Some UNM student groups and administrators found themselves divided Thursday over the line between free speech and hate speech.
Members of seven different student organizations met with administrators Thursday to discuss controversial Breitbart writer Milo Yiannopoulos’ speaking appearance at UNM scheduled for next Friday.
KIVA Club, MEChA, Black Student Union, Queer Student Alliance, Muslim Student Association, DREAM Team, The Red Nation, and Showing Up for Racial Justice all signed a statement of concern which argued that Yiannopoulos’s appearance would incite physical violence on the UNM campus.
The meeting was held at the request of the student groups.
Acting University President Chaouki Abdallah was present for the first half of the meeting. Also present at the meeting was Office of Equal Opportunity Director Francie Cordova; Jozie De Leon from the Office of Equity and Inclusion; and Dean of Students Nasha Torrez. Faculty Senate President Pamela Pyle was also present to gain more insight into the student perspective.
Matthrew Hill, center, expresses to UNM administration members why he believes Milo Yiannopoulos should not be brought to UNM on Thursday, Jan. 19, 2017.
The students were concerned that Yiannopoulos’ appearance will increase the number of violent incidents on campus and the amount of hate speech they experience after he leaves.
“You guys as faculty and staff are allowing a man who spews out hate speech to come to a campus that already has a problem,” said Nakia Russ, a UNM junior who attended the meeting.
Another student, Matthrew Hill said he isn’t worried about when Yiannopoulos arrives, but rather what happens after he leaves.
“Are we gonna be protected as the minorities on this campus when he leaves?” Hill asked. “After Donald Trump was elected there were a bunch of instances of people coming out using the n-word which we are still trying to get banned to this day.”
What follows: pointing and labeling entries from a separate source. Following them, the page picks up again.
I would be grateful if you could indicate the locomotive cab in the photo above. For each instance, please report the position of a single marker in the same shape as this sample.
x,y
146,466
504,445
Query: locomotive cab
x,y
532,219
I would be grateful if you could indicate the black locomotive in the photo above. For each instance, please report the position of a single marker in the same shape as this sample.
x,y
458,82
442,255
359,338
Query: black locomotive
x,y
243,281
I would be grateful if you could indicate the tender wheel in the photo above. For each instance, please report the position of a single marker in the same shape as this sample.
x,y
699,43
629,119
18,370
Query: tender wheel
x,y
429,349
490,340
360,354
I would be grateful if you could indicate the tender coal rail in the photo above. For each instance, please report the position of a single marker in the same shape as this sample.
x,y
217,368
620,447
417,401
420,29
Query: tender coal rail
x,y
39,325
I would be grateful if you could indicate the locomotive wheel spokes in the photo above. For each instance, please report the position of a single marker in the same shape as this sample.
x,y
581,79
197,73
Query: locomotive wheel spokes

Students referred to the swastika that was spray painted on campus after Trump’s election and shared their personal experiences of being called derogatory and racist terms in their time at UNM. They were also concerned about their physical safety on the day of the event if they choose to protest.
“We’re asking you to protect us because we’re outnumbered here,” Danielle Moore said.
Administrators encouraged students to ignore Yiannopoulos and argued that he only benefits from the publicity created by protests at his events or event shutdowns, adding that they have a lot of security prepared for the event.
But that plea only ended in more concern and frustration from students.
“I just came from a class and I’m the only black person there, so how can you tell me to ignore it? I guarantee you that out of the 25 other people that’s in the class, one of them doesn’t like me. Why? Because the color of my skin,” Hill said.
Other students suggested that potential hateful acts or rhetoric on campus can be prevented if the event is cancelled.
Administrators pointed out that UNM has planned programs focused on diversity for this semester in consideration of a challenging year.
There is also a panel scheduled for Wednesday to educate students on the legal parameters of freedom of speech. The panel will include an American Civil Liberties Union representative, as well as an attorney on free speech and media law, Torrez said.
“We wanted to do it before Milo comes to campus and before the inauguration. We wanted to give you this toolkit now,” Torrez said. “It’s just a little difficult to organize the panel that quickly.”
Administrators made it clear that it would not be appropriate for UNM to cancel the speaking engagement as it follows all UNM policies, and Yiannopoulos’ messages fall under freedom of speech.
“Imagine that this University was not allowing people like you to speak your mind, because there is this other group that’s going to be saying I’m threatened by this. Our position is not that we support him,” Abdallah said. “Frankly, if I were not the president of the University today or the provost or anything, I would be demonstrating against him. But on the other hand, if I were to take a position that this speech is bad, if I were to draw the line, it gets to be a very slippery slope.”
Students voiced concerns that the administration does nothing about violence or hateful speech toward students of color. Administrators insisted that when incidents are reported to them they take action.
Virginia Scharff said the issue of the UNM seal — an issue that Kiva Club and the Red Nation have been organizing around for over a year — will soon be resolved. The Univerisity has requested that a group be organized to look at the cost of replacing the seal, as well as potential new designs, she said.
“That’s got a rocket underneath it by now. The president came to me and said, ‘I want this by March,’” Scharff said.
The University is also looking at the murals in Zimmerman — which have been questioned by some over the years for its imagery — and some of the other concerns about the images around campus, officials said.
But for now, Yiannopoulos’ visit is on as scheduled.